How hard is it to approximate the Jones polynomial?

TL;DR

This paper proves that approximating the Jones polynomial at certain roots of unity is #P-hard, linking quantum computational universality with classical complexity, and showing the difficulty of value-dependent approximation.

Contribution

It establishes the #P-hardness of any value-dependent approximation of the Jones polynomial at non-lattice roots of unity, connecting quantum universality with classical complexity classes.

Findings

Any value-dependent approximation is #P-hard.

Deciding whether |V(L,t)| > a or < b is computationally hard.

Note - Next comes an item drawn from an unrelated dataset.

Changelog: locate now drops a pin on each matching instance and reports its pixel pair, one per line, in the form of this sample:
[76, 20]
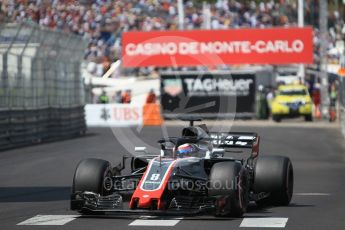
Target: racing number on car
[154, 176]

The result follows from universality and Aaronson's theorem.

Abstract

Freedman, Kitaev, and Wang [arXiv:quant-ph/0001071], and later Aharonov, Jones, and Landau [arXiv:quant-ph/0511096], established a quantum algorithm to "additively" approximate the Jones polynomial V(L,t) at any principal root of unity t. The strength of this additive approximation depends exponentially on the bridge number of the link presentation. Freedman, Larsen, and Wang [arXiv:math/0103200] established that the approximation is universal for quantum computation at a non-lattice, principal root of unity; and Aharonov and Arad [arXiv:quant-ph/0605181] established a uniform version of this result. In this article, we show that any value-dependent approximation of the Jones polynomial at these non-lattice roots of unity is #P-hard. If given the power to decide whether |V(L,t)| > a or |V(L,t)| < b for fixed constants a > b > 0, there is a polynomial-time algorithm to exactly count the solutions to arbitrary combinatorial equations. In our argument, the result follows fairly directly from the universality result and Aaronson's theorem that PostBQP = PP [arXiv:quant-ph/0412187].